Fig. 16. (a) Magnetic properties and density of the recycled magnets as functions of the sintering temperature. (b) Demagnetization curves of the original waste and the recycled sintered magnets under optimal sintering temperature.[38]
Fig. 17. SEM images (BSE mode) of (a) the original waste magnets and (b) the recycled magnets.[38]
Fig. 18. EPMA images (BSE mode) of (a) the original waste magnets and (b) the recycled magnets.[38]

Later, Zakotnik et al.[23] also reported a commercial scale process (120 kg/batch) that completely recovers the properties of the starting Nd–Fe–B sintered magnet scraps by tuning chemical compositions. They produced magnets that can meet a wide variety of end-user applications. Sepehri-Amin et al.[24] also reported recycling of 100 kg/batch of Nd–Fe–B sintered magnet wastes by the addition of Nd6Dy21Co19Cu2.5Fe alloy powders as the grain boundary phase. The addition of the alloy powders resulted in Hcj = 2.36 T with Mr = 1.29 T in the recycled magnets. Microstructure studies showed that the addition of the powders increases the volume fraction of a metallic Nd-rich phase in the recycled magnets, which is responsible for the good magnetic properties of the recycled magnets.

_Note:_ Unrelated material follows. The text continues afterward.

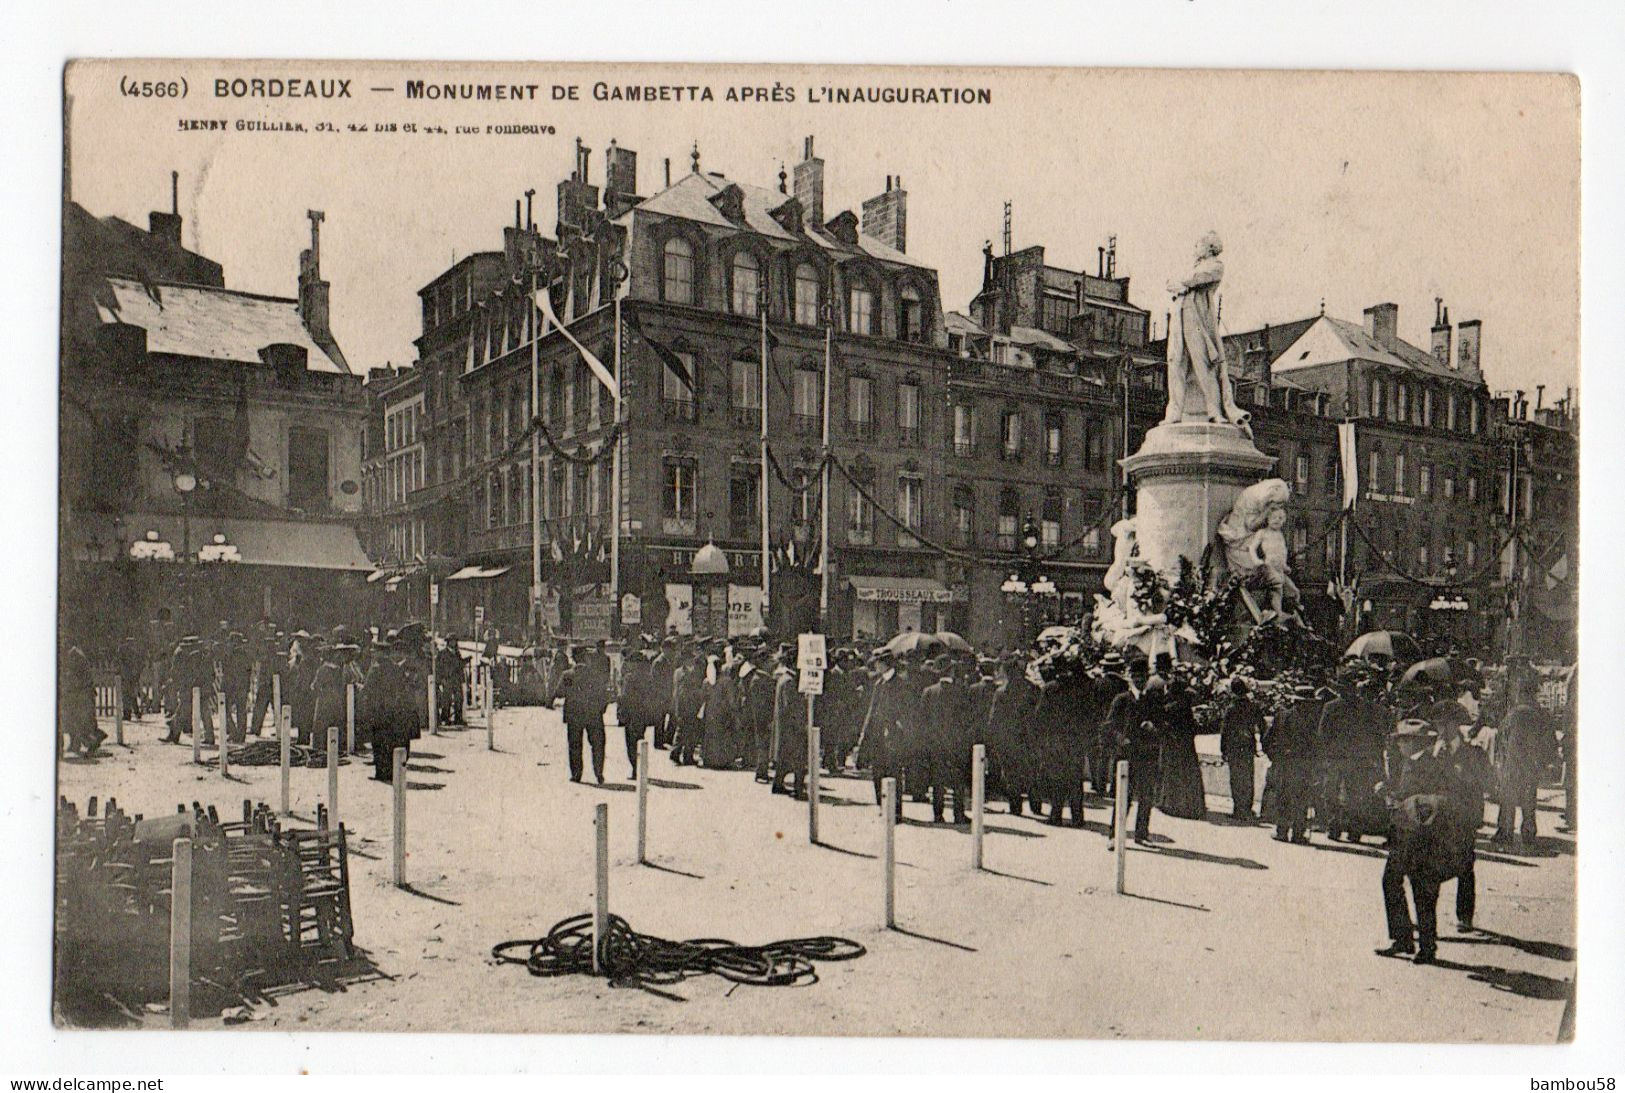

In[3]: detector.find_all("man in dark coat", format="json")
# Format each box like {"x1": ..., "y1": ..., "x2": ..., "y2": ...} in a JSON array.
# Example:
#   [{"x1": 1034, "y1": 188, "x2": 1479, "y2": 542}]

5. Concluding remarks and perspectives

Increasing environmental concern and price hike of the critical rare-earth elements such as Nd and Dy have promoted the recycling of rare-earth secondary resources from both end-of-life wastes and industrial wastes. As one of the most valuable and available rare-earth wastes, bulk Nd–Fe–B sintered magnet wastes have drawn considerable attention in the past two decades. As a result, numerous techniques have been developed to turn the wastes into recycled sintered magnets or magnetic powders/ribbons for bonded magnets. Substantial achievements have been made in terms of magnetic property recovery rate. Moreover, the overall properties of the recycled Nd–Fe–B sintered magnets have been demonstrated to be similar to those of the original magnets. It has been manifested that the recycling techniques are valuable in practical applications. Furthermore, several attempts have been made to recycle the magnet wastes on a mass production scale. Based on the progress, it is expected that the recycling of bulk Nd–Fe–B sintered magnet wastes will achieve three goals in the near future: first, to maximize the utilization efficiency of the wastes by means of further optimization of the current recycling techniques; second, to avoid or minimize the secondary pollution during the recycling process; third, to accomplish the standardization of mass production recycling technique and recycled products and to achieve large scale replacement of rare-earth primary resources with the secondary resources.